Spec: reconcile design.md section 8 with agent-as-judge loop philosophy¶
Goal¶
Update section 8 of the questio design spec to reflect the agent-as-judge philosophy. The current spec assumes pre-scripted validation notebooks and rigid QC schemas. The updated version should position the agent (Claude Code) as the assessment layer, with skills teaching investigation strategy rather than encoding domain-specific validation logic.
Context¶
The current design.md section 8 has good structural framing (inner/middle/outer loops, action components, automation levels) but makes assumptions that we've since rejected:
- Section 8.2 inner loop references "validation notebooks" as the assessment mechanism — but the agent should assess directly using tool outputs, not pre-scripted notebooks
- Sequence B (validation sweep) describes running
validate_*notebooks per subject — this is the artificial pattern we're replacing - Section 8.5 automation levels says inner loop is "fully automatable" — true, but the automation is agent reasoning over outputs, not notebook execution
- The
questio-validateskill in section 6.2 is described as "run validation notebook across subjects" — should be reframed as agent-driven assessment
The loop-mechanisms.md spec (task-arash-20260408-043830) defines the new patterns. This task makes design.md consistent with that spec.
Prompt¶
Update /storage2/arash/projects/projio/docs/specs/research-orchestration/design.md sections 8 and 6.2 to reflect the agent-as-judge philosophy.
Step 1: Read the full design spec and the loop mechanisms spec (if it exists at docs/specs/research-orchestration/loop-mechanisms.md, otherwise read task-arash-20260408-043830 for the intended design).

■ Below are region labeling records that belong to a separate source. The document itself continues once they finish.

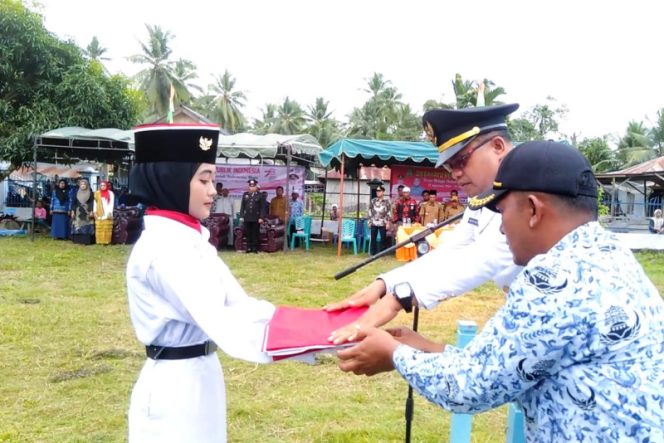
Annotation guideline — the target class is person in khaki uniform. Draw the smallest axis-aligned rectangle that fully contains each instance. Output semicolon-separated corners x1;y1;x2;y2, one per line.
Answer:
420;189;444;226
270;186;288;223
443;191;465;220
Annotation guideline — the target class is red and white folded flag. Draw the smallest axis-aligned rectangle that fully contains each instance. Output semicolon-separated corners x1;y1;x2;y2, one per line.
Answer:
263;306;369;360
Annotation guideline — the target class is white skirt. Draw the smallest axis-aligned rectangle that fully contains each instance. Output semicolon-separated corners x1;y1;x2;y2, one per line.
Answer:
129;353;226;443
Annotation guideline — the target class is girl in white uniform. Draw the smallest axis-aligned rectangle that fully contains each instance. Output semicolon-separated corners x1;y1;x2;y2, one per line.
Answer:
127;125;274;443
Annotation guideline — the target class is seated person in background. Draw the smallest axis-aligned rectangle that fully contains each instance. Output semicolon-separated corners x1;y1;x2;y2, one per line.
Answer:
35;200;51;232
330;203;339;221
417;189;430;214
443;191;465;223
420;189;444;226
269;186;288;223
393;186;419;226
338;141;664;442
648;209;664;234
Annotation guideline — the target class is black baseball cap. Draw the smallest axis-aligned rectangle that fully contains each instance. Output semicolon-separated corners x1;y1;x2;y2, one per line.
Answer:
422;103;519;167
468;141;597;211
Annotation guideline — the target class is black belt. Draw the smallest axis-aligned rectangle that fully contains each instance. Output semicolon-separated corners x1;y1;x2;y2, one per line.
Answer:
145;340;217;360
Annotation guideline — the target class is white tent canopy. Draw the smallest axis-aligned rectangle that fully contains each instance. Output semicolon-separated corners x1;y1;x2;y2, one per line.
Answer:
217;132;323;158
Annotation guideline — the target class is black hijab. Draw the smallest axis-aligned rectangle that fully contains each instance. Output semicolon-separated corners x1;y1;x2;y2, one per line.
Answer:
129;162;200;214
55;180;69;205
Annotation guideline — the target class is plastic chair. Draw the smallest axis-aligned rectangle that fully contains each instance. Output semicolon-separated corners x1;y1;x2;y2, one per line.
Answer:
341;218;357;255
291;215;312;251
362;220;383;252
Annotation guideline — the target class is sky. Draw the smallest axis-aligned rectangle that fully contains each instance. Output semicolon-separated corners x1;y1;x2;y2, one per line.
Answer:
39;0;664;142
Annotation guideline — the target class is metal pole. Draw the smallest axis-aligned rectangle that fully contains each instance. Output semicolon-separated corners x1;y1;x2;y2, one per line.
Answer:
30;136;37;241
405;306;420;443
337;154;346;257
318;168;327;237
282;144;290;252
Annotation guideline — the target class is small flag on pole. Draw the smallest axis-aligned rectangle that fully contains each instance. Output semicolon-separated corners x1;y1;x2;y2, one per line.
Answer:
166;83;175;124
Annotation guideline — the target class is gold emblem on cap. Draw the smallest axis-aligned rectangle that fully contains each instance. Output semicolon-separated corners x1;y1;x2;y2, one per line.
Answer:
198;137;212;151
438;126;480;152
424;122;438;145
468;194;496;209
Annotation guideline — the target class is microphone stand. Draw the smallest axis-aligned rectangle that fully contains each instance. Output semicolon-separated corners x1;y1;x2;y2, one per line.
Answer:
334;212;463;280
334;212;463;443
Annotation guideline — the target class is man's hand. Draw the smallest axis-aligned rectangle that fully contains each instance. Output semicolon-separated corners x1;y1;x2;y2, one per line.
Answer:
387;326;445;352
328;295;401;345
323;279;385;311
337;328;399;376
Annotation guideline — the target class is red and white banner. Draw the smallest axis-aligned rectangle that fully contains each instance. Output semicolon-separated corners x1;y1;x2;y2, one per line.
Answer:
390;165;467;203
215;163;305;199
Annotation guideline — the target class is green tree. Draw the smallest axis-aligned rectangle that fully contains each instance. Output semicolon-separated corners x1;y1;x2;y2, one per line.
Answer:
253;103;277;135
0;0;140;172
526;97;568;140
270;97;306;134
84;36;110;62
616;121;655;167
650;108;664;157
579;137;618;172
305;97;341;147
128;25;191;116
348;73;412;140
173;58;203;98
507;118;540;142
208;70;247;133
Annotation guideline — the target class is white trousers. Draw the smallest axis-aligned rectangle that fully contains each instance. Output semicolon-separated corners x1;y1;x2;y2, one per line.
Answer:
129;353;226;443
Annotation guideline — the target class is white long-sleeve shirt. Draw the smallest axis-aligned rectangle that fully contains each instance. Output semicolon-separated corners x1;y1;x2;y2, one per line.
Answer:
378;208;521;309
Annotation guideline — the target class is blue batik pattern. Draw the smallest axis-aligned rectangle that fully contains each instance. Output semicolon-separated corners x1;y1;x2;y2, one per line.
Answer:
393;222;664;443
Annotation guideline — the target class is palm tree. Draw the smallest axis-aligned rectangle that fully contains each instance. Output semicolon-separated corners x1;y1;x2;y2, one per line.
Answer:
128;25;191;115
271;97;306;134
305;97;341;147
452;74;477;109
253;103;277;135
173;58;203;98
579;137;618;172
616;121;655;167
83;35;110;62
208;69;247;133
475;78;506;106
650;108;664;157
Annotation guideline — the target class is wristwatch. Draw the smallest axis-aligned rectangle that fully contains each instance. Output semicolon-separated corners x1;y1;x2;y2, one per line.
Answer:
394;282;415;313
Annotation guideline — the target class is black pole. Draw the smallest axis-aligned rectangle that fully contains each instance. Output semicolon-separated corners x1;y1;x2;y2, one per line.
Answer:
334;212;463;280
405;306;420;443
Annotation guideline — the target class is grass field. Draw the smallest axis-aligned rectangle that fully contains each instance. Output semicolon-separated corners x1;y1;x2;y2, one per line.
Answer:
0;237;664;443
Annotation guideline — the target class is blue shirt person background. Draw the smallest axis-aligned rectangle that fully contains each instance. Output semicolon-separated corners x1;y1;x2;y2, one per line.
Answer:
339;142;664;442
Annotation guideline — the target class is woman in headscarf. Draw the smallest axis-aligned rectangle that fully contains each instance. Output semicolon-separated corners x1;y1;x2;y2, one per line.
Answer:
71;178;95;245
51;179;71;240
127;125;275;443
94;180;115;245
648;209;664;234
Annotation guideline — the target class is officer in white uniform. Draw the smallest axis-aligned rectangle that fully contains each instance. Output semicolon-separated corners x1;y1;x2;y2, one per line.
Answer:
326;104;521;344
127;125;274;443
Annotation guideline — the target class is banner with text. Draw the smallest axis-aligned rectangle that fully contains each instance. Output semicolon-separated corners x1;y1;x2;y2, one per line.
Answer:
215;163;305;199
390;165;466;203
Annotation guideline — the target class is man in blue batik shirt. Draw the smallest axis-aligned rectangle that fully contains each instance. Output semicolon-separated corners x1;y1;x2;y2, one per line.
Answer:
339;141;664;442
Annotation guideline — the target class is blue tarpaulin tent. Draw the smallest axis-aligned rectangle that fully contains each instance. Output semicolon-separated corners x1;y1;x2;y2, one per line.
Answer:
318;139;438;256
318;139;438;175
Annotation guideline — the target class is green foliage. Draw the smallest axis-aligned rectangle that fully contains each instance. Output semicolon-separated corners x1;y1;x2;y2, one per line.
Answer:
347;73;422;140
0;0;138;166
579;137;618;172
208;70;247;133
616;121;655;168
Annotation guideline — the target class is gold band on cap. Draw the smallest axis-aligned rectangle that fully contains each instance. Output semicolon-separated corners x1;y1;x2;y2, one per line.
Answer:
468;194;496;209
438;126;480;152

Step 2: Update section 8.2 (inner loop).
Change the inner loop description from "agent iterates on a notebook" to "agent iterates on an analysis, using notebooks as one tool among many." The key change: - Remove the assumption that validation = running a specific notebook - The agent reads pipeline outputs (pipeio_target_paths, file inspection), compares against expectations (biblio context, prior results), and makes a judgment call - Notebooks may be created/executed as part of this, but they're agent-authored during the loop, not pre-scripted templates - Keep the SWR detection example but reframe it: the agent creates the validation analysis as part of the loop, it doesn't execute a pre-existing template
Step 3: Update section 8.3 Sequence B (validation sweep).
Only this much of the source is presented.